In the late-1990s, scientists discovered the PTEN gene and growing evidence has shown that PTEN is a powerful tumor suppressor. Less clear, however, was whether and how PTEN works when it comes to DNA replication—and if loss of PTEN could impact this central process of genome transmission to allow development and progression of cancer. The Weill Cornell research team found that when the PTEN gene is missing or mutated, DNA is left unprotected in the duplication process and can become damaged or corrupted.
"DNA replication is an error-prone process," said Dr. Shen, who is also a member of the Sandra and Edward Meyer Cancer Center at Weill Cornell. "As the DNA double helix unwinds and separates, forming a Y-shaped open structure, it is vulnerable to stress signals and damages.
"Our study shows that PTEN acts as a guardian of this process by sitting right on the replication fork to recruit other essential protective partners," she continued. "Without PTEN, this protection machinery falls apart. DNA is then unprotected, which leads to fork stalling and failure to restart."
Without PTEN or the protective proteins that PTEN recruits, Dr. Shen said, the DNA may become fragile and corrupted, leading the cell to produce stress signals. Cancer can result when the stress signals accumulate or when cells with un-replicated DNA rush into cell division prematurely to produce an abnormal number of chromosomes in a cell, a condition called aneuploidy.
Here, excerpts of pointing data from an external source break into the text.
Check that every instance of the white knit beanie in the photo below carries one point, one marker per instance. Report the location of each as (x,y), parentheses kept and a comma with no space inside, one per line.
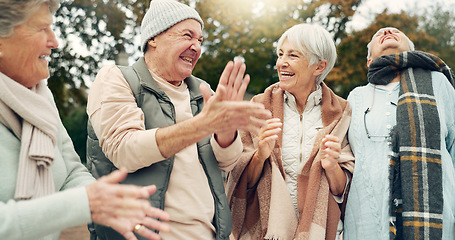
(162,15)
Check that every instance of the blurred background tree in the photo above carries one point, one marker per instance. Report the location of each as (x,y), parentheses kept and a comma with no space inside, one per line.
(96,32)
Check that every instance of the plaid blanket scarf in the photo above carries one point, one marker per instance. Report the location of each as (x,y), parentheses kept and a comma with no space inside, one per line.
(416,200)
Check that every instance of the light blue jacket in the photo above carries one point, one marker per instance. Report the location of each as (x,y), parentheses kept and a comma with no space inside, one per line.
(45,217)
(367,210)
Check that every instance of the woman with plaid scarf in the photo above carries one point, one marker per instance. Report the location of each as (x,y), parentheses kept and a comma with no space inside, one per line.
(402,135)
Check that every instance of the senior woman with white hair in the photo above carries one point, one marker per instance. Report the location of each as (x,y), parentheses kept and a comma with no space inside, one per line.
(292,175)
(44,186)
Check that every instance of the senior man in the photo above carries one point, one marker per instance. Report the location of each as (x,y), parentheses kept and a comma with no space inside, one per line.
(163,125)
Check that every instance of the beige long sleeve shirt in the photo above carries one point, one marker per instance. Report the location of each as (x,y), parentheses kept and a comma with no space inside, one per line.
(119,125)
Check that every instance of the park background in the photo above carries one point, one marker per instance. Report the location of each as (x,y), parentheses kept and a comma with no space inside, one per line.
(93,33)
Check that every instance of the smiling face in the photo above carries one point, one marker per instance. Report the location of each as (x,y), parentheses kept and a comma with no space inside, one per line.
(388,41)
(175,52)
(295,75)
(24,53)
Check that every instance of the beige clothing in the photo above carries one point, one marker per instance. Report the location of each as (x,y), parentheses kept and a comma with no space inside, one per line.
(119,125)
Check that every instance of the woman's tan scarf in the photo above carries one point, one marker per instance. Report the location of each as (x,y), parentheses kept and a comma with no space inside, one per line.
(29,114)
(266,210)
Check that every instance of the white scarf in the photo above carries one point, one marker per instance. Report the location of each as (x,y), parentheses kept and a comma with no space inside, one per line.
(37,132)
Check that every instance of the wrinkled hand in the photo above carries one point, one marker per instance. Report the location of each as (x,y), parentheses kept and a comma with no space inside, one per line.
(122,207)
(226,112)
(331,150)
(267,138)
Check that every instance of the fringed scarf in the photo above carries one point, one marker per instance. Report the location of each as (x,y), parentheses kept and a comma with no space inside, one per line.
(416,200)
(31,117)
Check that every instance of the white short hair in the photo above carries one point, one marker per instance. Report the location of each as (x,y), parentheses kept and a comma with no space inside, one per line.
(13,13)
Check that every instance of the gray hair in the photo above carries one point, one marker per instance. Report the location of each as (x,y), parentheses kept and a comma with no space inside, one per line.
(411,44)
(14,13)
(314,42)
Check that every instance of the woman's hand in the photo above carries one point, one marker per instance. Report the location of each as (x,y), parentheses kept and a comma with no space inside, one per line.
(266,142)
(125,208)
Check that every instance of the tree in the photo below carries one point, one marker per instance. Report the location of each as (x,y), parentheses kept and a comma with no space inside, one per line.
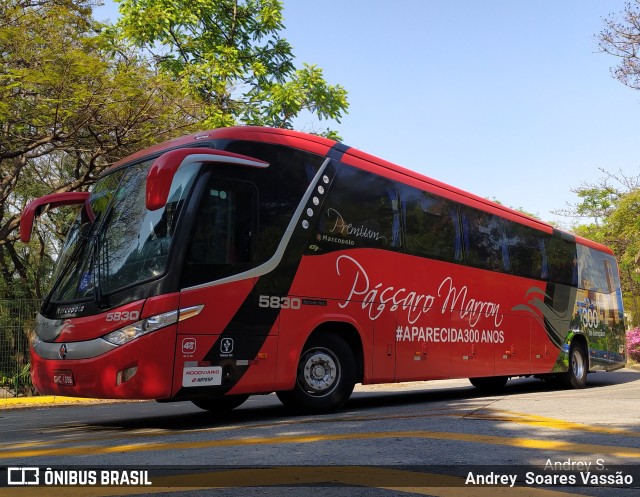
(231,55)
(621,38)
(73,99)
(614,205)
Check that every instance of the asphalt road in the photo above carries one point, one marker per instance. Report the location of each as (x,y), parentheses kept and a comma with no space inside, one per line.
(435,438)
PTEN function is absent in a wide variety of cancers—for example, 70 percent of prostate cancers have PTEN mutation or deletion. Because of this, researchers are currently testing PTEN to see if it's a marker of aggressive cancer and for personalized cancer treatment.
"Patients whose cancers have lost PTEN or harbor mutations in the gene are known to have poorer outcomes than patients with active PTEN," Dr. Shen said. "Our expectation is that a PTEN blood test in the near future will help clinicians decide on the right therapies for each cancer patient, and in particular, to benefit this subgroup of cancer patients carrying PTEN mutations."